As private capital funds continue to evolve, investors must navigate an increasingly complex environment shaped by significant tax reforms, regulatory shifts and compliance requirements. Below are five key developments and considerations for stakeholders:

  1. Alternative Minimum Tax Amendments: Recent amendments to the alternative minimum tax (AMT) introduce an increase in the AMT rate (from 15% to 20.5%) and adjustments to the capital gains inclusion rate (from 80% to 100%). The amendments also include a disallowance of 50% of deductions for interest on money borrowed to acquire property. This heightened tax burden could impact investors’ after-tax returns, making proactive tax strategy adjustments essential.
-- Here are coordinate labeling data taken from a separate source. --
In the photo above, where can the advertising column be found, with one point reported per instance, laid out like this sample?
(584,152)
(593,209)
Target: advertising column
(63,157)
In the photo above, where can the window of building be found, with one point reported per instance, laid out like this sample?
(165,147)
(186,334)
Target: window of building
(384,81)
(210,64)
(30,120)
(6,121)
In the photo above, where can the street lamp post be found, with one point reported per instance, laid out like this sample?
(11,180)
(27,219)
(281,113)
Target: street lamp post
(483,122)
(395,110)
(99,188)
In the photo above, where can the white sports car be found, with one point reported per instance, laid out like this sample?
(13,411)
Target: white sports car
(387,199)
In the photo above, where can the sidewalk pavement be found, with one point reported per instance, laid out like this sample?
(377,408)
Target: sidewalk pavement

  2. Clean Electricity Investment Tax Credit: The Clean Electricity Investment tax credit now allows certain tax-exempt entities to claim credits, promoting partnerships between taxable Canadian corporations and tax-exempt entities, such as First Nations, municipal or pension investment corporations. In these partnerships, a partner can claim the investment tax credits allocated by the partnership based on the partner’s eligibility; for example, a taxable partner could claim its share of the credit as a clean technology investment tax credit at a regular credit rate of 30% while the tax-exempt partner could claim its share of the credit as a clean electricity investment credit at a regular credit rate of 15%.
  3. Increasing Pension Fund Investments in Canada: The Canadian government is creating a working group led by Stephen Poloz, the former Governor of the Bank of Canada, to explore how to catalyze greater domestic investment opportunities for Canadian pension funds. This working group will focus on several areas, such as investments in certain asset classes and the removal of the “30% rule” for domestic investments. 
  4. Economic Sanctions: Canada’s economic sanctions regime imposes restrictions on dealings with specific jurisdictions, individuals and entities. These sanctions apply to all persons and entities within Canada, Canadian citizens and corporations abroad. Canadian sanctions include list-based prohibitions and sectoral sanctions, which restrict dealings with certain economic sectors and activities. 
  5. Compliance and Enforcement: Compliance with Canada’s sanctions regime requires ongoing diligence, including periodic screening against multiple lists. In cases where a designated person controls another entity, Canadian sanctions restrictions also extend to the controlled entity. Non-compliance is an offence attracting criminal liability, making robust compliance protocols essential for all involved in private capital investments.